A basic rviz configuration for visualizing the plugin point cloud data is saved under nps_uw_sensors_gazebo/rviz/uw_lidar.rviz. To bring up rviz with this configuration:

  1. Navigate to the root of your catkin workspace. For example:
    cd ~/uuv_ws/
    
  2. Launch the simulation in Gazebo:
    roslaunch nps_uw_sensors_gazebo uw_lidar_standalone.launch
    
  3. Unpause the simulation to begin generating point cloud data.
  4. In a separate terminal, launch RViz using the uw_lidar.rviz configuration file. From the root of your catkin workspace, run:
    rosrun rviz rviz -d src/nps_uw_sensors_gazebo/rviz/uw_lidar.rviz
    

If successful, RViz should launch a separate window that looks something like this:

Controlling pan and tilt

  • The lidar sensor is configured to scan a fixed 30° x 30° 3D field of view.
  • The sensor stand is capable of 350° panning motion and 60° tilt, which extends the total reachable view to 360° x 90°.
  • The sensor stand position is controlled through the GazeboRosPulseLidar plugin, and can be set in two ways:
    • Statically, from the uw_lidar_basic.world file. (Useful for setting the initial target position).
    • Dynamically, by publishing the desired coordinate to the pan or tilt ros topics. (Useful for controlling the motion of the stand.)

Setting the initial position from the world file

The initial pan and tilt position for the sensor stand, can be set using the <pan_position> and <tilt_position> elements of the GazeboRosPulseLidar plugin element in uw_lidar_basic.world. The relevant lines are:

<plugin name="pulse_lidar_control" filename="libgazebo_ros_pulse_lidar_plugin.so" >
  <pan_position>-1.57079632679</pan_position>
  <tilt_position>0</tilt_position>
</plugin>
  • Both values are given in radians.
    • The pan range is -35π/36 to 35π/36.
    • The tilt range is -π/6 to π/6.
    • By default, the pan position is set to -π/2, and the tilt is set to 0.
  • The pan and tilt positions are controlled by PIDs, so the specified position is treated as a target position.
  • The sensor stand will move toward the target position as soon as the simulation begins to run.
  • Changing the values in the world file will cause the sensor stand to move toward the target positions indicated by the new values.

Setting the position dynamically

Once the simulation is running, the target pan and tilt positions of the sensor stand can be updated dynamically by publishing the desired target value to their respective ros topics.

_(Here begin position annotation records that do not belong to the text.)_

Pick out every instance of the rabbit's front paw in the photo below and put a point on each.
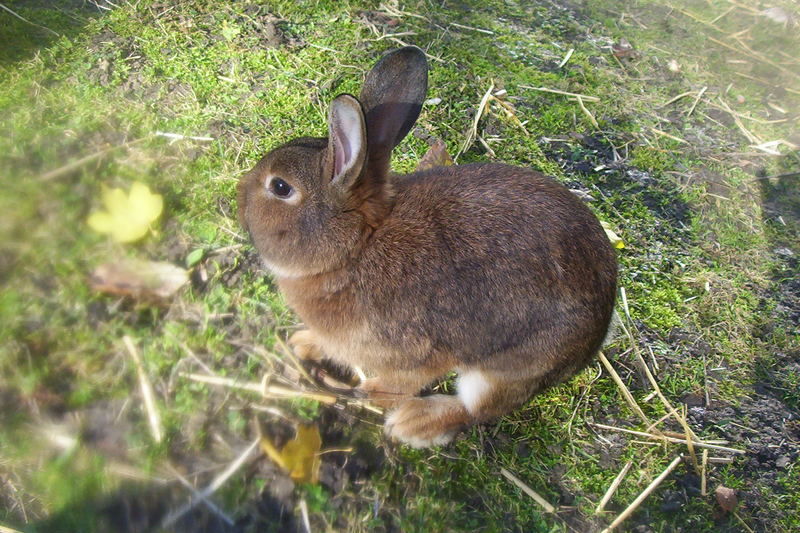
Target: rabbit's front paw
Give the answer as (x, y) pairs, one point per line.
(428, 421)
(305, 345)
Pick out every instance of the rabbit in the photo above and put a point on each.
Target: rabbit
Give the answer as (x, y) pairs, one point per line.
(496, 272)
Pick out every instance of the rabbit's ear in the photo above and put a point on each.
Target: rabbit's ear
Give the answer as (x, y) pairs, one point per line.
(347, 146)
(392, 98)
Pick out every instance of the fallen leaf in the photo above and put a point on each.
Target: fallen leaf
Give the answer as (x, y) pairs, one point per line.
(194, 257)
(300, 456)
(142, 280)
(623, 49)
(127, 217)
(779, 15)
(616, 240)
(726, 498)
(673, 66)
(436, 156)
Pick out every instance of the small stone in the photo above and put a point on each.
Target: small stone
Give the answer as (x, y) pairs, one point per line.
(726, 498)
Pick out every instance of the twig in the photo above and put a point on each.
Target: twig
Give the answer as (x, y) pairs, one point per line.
(23, 19)
(778, 176)
(697, 444)
(218, 481)
(527, 490)
(69, 167)
(744, 524)
(304, 514)
(668, 136)
(178, 136)
(263, 388)
(750, 137)
(564, 93)
(703, 480)
(690, 435)
(675, 99)
(147, 391)
(613, 487)
(639, 499)
(757, 57)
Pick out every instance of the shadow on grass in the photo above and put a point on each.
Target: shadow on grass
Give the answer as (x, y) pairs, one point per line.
(140, 508)
(45, 23)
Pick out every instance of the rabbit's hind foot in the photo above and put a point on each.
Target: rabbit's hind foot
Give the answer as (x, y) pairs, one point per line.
(305, 345)
(428, 421)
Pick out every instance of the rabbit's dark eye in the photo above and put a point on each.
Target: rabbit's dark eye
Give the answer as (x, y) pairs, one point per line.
(280, 188)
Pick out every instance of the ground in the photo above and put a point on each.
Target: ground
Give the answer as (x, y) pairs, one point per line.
(673, 143)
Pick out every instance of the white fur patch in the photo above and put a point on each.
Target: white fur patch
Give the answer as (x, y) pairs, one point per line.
(472, 386)
(280, 271)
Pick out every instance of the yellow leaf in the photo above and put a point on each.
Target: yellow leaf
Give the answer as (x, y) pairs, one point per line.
(300, 456)
(616, 240)
(127, 217)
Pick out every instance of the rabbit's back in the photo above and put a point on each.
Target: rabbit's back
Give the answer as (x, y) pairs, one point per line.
(483, 259)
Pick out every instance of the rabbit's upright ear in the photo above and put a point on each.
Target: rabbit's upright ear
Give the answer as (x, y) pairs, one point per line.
(392, 98)
(347, 144)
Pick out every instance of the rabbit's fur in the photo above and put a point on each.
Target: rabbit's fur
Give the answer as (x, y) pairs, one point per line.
(497, 272)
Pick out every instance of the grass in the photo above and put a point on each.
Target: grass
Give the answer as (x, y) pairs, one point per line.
(698, 265)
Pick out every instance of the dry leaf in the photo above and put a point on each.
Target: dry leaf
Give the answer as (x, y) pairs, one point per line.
(673, 66)
(127, 217)
(779, 15)
(142, 280)
(726, 498)
(300, 456)
(623, 49)
(436, 156)
(616, 240)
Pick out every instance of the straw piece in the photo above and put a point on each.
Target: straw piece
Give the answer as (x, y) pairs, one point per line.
(587, 113)
(527, 490)
(564, 93)
(147, 391)
(262, 388)
(195, 494)
(697, 444)
(473, 130)
(613, 487)
(639, 499)
(668, 136)
(218, 481)
(566, 58)
(697, 99)
(69, 167)
(623, 389)
(703, 480)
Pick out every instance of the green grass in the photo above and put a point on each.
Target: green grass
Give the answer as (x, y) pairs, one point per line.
(203, 69)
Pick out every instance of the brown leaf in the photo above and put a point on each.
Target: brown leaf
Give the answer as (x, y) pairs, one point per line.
(623, 49)
(436, 156)
(726, 498)
(141, 280)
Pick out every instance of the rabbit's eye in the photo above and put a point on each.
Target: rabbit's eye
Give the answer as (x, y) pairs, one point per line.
(280, 188)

For example, to cause the stand to pan to 60° (π/3), open a new terminal and run:

rostopic pub /nps_gazebo_ros_static_lidar_robot/lidar_pan_cmd std_msgs/Float32 -- 1.0471975512

Similarly, to cause the sensor to tilt up 10° (π/18), run:

rostopic pub /nps_gazebo_ros_static_lidar_robot/lidar_tilt_cmd std_msgs/Float32 -- 0.17453292519

Note: target position vs actual position

The basic testing environment provided in this tutorial does not simulate the effect of being submerged in water, and no friction terms have been specified. Since the sensor is relatively massive, PIDs used to control it's position will not achieve their target perfectly for all angles. This holds particularly in the case of angles at the high and low end of the tilt range, since the controller is fighting gravity. Future improvements are planned to resolve this issue and enhance the fidelity of the simulation, but these are currently on hold until we have a working underwater demonstration.